Ces actions méprisées… mais pourtant rentables

Les actions qui bénéficient d’un maximum de recommandations favorables auprès des analystes… ne sont pas nécessairement celles qui performent le mieux depuis le début de cette année à Wall Street. Et vice-versa.

En décembre dernier, les valeurs industrielles dont les profits sont le moins liés à la croissance de l’économie, étaient celles qui jouissaient des faveurs des prévisionnistes, selon l’agence d’informations financières Bloomberg. Mal leur en a pris, car elles sont loin d’être celles qui satisfont le plus leurs actionnaires. Prenons, en exemple, le cas des titres de Coca-Cola et de Pfizer, qui étaient recommandés, il y six mois, par une très large majorité d’analystes. Et qui accusent à ce jour des pertes respectives de 8 % et 16 % depuis janvier. Sur cette période, le S & P 500 cède 0,4 %.

Par contre, les entreprises les plus dépendantes de la croissance économique ont été le plus souvent délaissées par les analystes. On retrouve dans cette catégorie des actions financières, de l’automobile ou encore de biens de consommation. Celles-ci ont progressé de 12 % en moyenne. Citons, pêle-mêle, la montée de 26 % de l’assureur AIG, de 14 % de Ford et de 22 % d’Eastman Kodak

 

La bonne affaire de Verizon

On aurait presque envie de tirer la conclusion que le meilleur type d’actions à détenir est celui pour lesquelles les avis d’analystes sont majoritairement négatifs. Il convient toutefois de nuancer. Car l’on pourrait ne pas être davantage gagnant à tous les coups.

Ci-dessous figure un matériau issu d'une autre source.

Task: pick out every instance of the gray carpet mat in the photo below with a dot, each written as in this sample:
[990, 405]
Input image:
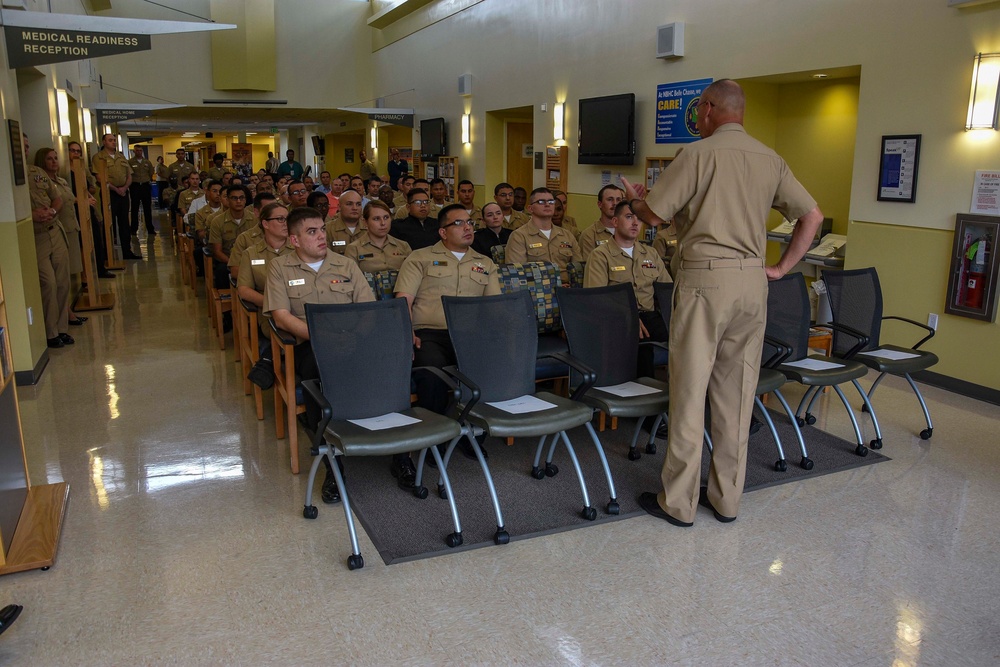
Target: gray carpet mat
[404, 528]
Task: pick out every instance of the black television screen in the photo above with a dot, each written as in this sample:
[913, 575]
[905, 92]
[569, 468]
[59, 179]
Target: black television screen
[607, 130]
[433, 137]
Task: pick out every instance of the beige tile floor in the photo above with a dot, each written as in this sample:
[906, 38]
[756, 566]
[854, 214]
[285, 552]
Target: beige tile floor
[184, 542]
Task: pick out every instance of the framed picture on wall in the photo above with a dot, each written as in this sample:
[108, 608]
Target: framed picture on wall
[897, 170]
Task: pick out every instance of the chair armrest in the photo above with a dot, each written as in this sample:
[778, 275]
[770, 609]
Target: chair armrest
[588, 373]
[930, 331]
[783, 351]
[313, 390]
[862, 338]
[472, 386]
[282, 335]
[456, 393]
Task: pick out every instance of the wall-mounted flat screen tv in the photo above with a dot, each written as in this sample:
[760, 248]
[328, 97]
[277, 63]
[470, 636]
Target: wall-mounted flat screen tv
[607, 130]
[433, 137]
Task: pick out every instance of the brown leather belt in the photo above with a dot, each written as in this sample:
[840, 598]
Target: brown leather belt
[747, 263]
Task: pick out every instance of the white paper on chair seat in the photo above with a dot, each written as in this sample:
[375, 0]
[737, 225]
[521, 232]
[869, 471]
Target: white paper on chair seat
[895, 355]
[813, 364]
[521, 405]
[391, 420]
[626, 389]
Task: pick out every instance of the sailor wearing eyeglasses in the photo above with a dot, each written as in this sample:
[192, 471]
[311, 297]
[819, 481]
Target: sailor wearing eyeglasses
[539, 240]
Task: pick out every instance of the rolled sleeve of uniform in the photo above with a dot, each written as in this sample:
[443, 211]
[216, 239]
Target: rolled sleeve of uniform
[430, 273]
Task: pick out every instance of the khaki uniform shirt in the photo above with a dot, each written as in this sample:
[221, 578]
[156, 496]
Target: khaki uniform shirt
[188, 196]
[430, 273]
[528, 244]
[224, 228]
[118, 168]
[592, 237]
[291, 284]
[142, 170]
[245, 240]
[719, 192]
[179, 170]
[610, 265]
[203, 217]
[255, 260]
[338, 236]
[372, 259]
[43, 192]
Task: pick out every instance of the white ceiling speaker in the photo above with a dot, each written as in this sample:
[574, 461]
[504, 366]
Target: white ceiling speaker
[670, 40]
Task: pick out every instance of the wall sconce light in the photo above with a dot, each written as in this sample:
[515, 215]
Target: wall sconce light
[558, 121]
[62, 106]
[88, 127]
[985, 89]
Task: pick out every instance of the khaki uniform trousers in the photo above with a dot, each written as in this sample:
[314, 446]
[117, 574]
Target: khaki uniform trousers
[53, 277]
[716, 338]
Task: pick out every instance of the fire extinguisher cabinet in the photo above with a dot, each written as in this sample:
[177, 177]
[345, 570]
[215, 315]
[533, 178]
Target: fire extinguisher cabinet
[972, 283]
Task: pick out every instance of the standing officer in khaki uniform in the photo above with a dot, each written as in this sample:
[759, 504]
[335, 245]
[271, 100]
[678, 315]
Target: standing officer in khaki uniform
[51, 253]
[119, 175]
[312, 274]
[179, 169]
[623, 260]
[375, 250]
[346, 227]
[141, 191]
[449, 268]
[541, 241]
[719, 192]
[603, 230]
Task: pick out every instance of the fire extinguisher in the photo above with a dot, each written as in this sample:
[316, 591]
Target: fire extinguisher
[976, 282]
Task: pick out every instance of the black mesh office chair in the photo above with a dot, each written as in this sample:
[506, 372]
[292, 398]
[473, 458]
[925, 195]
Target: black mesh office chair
[364, 353]
[856, 301]
[484, 330]
[788, 324]
[602, 327]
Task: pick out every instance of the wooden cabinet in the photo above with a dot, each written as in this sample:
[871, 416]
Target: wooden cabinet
[30, 516]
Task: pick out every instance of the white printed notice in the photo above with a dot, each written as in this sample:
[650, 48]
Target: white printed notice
[813, 364]
[626, 389]
[391, 420]
[986, 193]
[522, 405]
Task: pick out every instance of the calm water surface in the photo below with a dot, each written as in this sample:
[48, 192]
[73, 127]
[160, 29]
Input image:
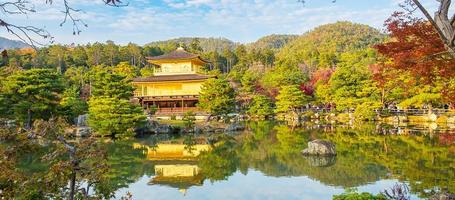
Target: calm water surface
[264, 162]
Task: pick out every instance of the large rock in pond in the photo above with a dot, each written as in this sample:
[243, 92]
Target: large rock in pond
[83, 131]
[320, 148]
[166, 129]
[81, 120]
[235, 127]
[442, 196]
[321, 161]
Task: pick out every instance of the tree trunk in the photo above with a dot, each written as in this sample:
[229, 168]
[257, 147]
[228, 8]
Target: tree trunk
[430, 109]
[72, 185]
[28, 124]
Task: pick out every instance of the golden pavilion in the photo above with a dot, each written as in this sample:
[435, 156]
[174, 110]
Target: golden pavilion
[176, 83]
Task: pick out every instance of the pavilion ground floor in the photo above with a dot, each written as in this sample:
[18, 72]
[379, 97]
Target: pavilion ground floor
[171, 105]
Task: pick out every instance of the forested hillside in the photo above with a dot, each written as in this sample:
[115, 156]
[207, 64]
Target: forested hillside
[273, 41]
[323, 46]
[11, 44]
[207, 44]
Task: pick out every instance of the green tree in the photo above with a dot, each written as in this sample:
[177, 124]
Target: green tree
[351, 84]
[126, 70]
[249, 81]
[111, 53]
[111, 116]
[290, 98]
[110, 110]
[106, 83]
[71, 104]
[33, 94]
[261, 106]
[217, 97]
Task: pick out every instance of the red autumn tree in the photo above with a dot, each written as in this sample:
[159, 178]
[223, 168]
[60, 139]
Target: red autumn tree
[320, 75]
[416, 47]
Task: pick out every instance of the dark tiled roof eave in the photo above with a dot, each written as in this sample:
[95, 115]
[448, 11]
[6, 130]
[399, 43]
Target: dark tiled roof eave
[164, 78]
[176, 55]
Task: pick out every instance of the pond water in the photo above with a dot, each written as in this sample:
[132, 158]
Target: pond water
[264, 162]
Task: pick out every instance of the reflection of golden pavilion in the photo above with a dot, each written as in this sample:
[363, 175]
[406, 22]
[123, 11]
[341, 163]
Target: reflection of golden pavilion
[174, 151]
[181, 176]
[176, 165]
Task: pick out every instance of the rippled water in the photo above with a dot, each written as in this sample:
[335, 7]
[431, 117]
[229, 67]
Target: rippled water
[264, 162]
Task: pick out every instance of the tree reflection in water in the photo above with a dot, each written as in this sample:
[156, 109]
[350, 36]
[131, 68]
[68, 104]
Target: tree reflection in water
[367, 153]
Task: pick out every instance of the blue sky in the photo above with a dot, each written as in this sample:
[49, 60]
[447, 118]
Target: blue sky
[243, 21]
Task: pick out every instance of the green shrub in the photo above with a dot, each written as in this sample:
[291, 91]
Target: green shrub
[260, 107]
[366, 111]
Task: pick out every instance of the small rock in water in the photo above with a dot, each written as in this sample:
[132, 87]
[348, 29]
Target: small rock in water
[83, 131]
[320, 148]
[442, 196]
[235, 127]
[321, 161]
[82, 120]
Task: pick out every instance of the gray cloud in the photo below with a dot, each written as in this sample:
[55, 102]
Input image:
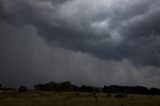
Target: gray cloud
[90, 41]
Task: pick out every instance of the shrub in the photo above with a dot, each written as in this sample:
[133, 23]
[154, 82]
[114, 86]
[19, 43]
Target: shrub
[121, 95]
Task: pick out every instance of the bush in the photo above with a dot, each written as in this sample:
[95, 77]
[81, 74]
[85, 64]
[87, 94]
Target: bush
[22, 89]
[121, 95]
[109, 95]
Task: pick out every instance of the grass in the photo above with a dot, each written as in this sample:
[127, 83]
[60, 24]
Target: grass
[74, 99]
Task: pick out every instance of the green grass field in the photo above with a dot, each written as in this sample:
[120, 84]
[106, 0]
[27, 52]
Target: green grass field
[74, 99]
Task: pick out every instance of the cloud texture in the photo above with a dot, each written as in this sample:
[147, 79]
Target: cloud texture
[90, 41]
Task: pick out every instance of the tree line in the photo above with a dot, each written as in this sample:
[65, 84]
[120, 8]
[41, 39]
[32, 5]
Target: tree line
[68, 86]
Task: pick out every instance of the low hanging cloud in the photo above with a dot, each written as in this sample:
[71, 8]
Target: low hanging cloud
[108, 29]
[86, 41]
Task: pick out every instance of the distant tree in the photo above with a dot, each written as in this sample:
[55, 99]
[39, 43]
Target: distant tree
[22, 89]
[154, 91]
[85, 88]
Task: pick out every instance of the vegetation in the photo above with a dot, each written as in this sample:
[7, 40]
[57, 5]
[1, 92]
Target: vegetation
[67, 94]
[48, 98]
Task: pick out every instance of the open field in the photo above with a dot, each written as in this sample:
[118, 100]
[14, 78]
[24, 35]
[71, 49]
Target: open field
[74, 99]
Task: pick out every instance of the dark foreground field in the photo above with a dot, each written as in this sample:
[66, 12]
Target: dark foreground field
[74, 99]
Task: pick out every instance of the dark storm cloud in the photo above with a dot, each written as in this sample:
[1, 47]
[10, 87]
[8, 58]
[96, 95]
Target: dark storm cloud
[102, 28]
[81, 41]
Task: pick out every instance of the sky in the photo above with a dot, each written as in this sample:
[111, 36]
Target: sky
[93, 42]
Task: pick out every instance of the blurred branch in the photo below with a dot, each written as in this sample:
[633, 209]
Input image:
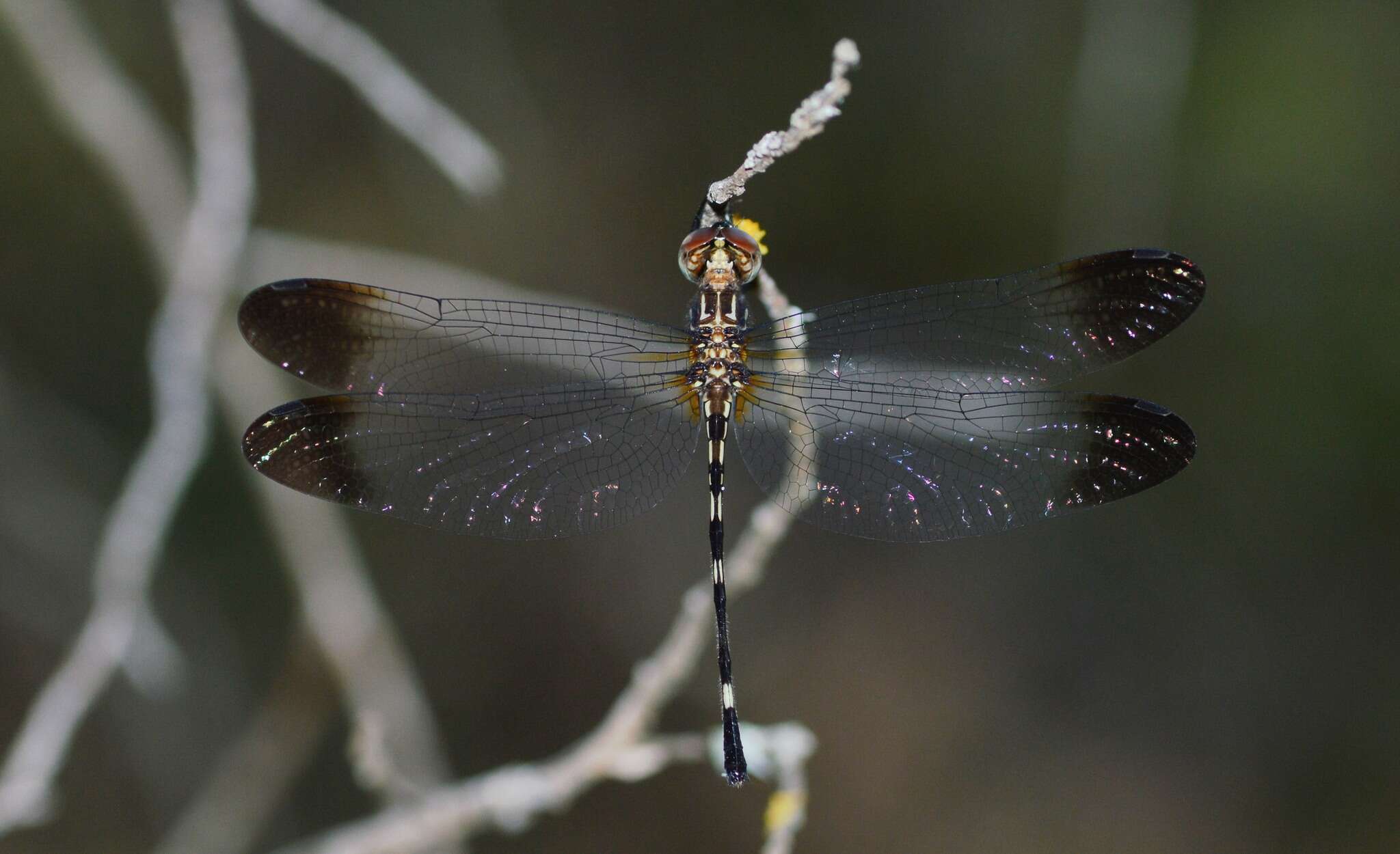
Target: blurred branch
[1123, 120]
[211, 245]
[251, 777]
[510, 797]
[108, 115]
[807, 121]
[399, 100]
[338, 601]
[507, 799]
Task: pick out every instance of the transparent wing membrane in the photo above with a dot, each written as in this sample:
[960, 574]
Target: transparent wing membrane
[511, 464]
[896, 464]
[990, 335]
[353, 338]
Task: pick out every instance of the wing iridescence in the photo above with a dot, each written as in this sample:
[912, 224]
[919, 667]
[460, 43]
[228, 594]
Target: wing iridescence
[898, 464]
[1018, 332]
[353, 338]
[510, 464]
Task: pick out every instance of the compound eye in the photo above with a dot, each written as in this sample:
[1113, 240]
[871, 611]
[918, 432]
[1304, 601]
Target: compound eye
[741, 240]
[748, 255]
[693, 251]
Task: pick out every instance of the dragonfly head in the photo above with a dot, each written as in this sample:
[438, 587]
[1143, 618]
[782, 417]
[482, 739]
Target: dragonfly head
[721, 247]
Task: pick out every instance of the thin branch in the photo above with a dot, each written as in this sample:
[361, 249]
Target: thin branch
[510, 797]
[443, 136]
[507, 799]
[108, 115]
[338, 603]
[132, 539]
[1123, 120]
[807, 121]
[111, 120]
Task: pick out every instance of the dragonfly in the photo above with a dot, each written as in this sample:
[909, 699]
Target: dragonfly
[913, 416]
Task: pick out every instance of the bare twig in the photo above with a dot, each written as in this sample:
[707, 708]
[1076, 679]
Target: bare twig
[109, 115]
[442, 135]
[507, 799]
[783, 751]
[807, 121]
[338, 603]
[510, 797]
[211, 245]
[111, 118]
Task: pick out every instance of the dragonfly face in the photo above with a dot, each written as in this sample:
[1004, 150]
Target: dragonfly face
[913, 416]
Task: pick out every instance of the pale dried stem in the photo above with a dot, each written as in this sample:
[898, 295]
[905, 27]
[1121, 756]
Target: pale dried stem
[807, 121]
[112, 120]
[380, 80]
[211, 245]
[507, 799]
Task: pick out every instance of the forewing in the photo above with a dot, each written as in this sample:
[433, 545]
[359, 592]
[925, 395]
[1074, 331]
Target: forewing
[1018, 332]
[355, 338]
[893, 464]
[511, 464]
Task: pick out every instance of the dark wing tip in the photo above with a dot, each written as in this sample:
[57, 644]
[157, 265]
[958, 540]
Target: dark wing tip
[299, 444]
[1172, 428]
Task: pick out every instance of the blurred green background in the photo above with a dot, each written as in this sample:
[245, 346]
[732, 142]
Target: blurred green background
[1207, 667]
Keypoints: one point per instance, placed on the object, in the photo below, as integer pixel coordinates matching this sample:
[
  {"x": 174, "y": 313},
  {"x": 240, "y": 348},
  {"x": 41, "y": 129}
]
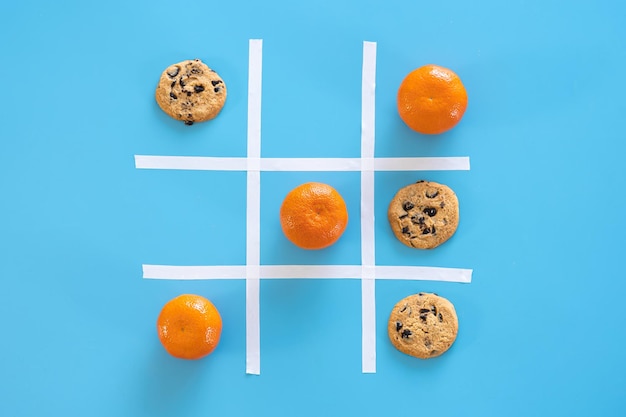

En fait, l’idée avancée par le gestionnaire de fonds Bruce Berkowitz, nommé gestionnaire de la décennie en janvier par Morningstar, paraît intéressante. Ce gestionnaire suggère "d’acheter les actions les plus détestées par le marché, mais dont la société est profitable". Verizon Communications a réalisé une fort belle affaire en ayant racheté son concurrent MCI Communications à un prix inférieur au cash dont l’opérateur disposait à la banque. Pour Berkowitz, "investir est une question de comparaison entre le prix d’achat et le prix de revente, auquel on ajoutera les dividendes perçus et les sources potentielles de cash".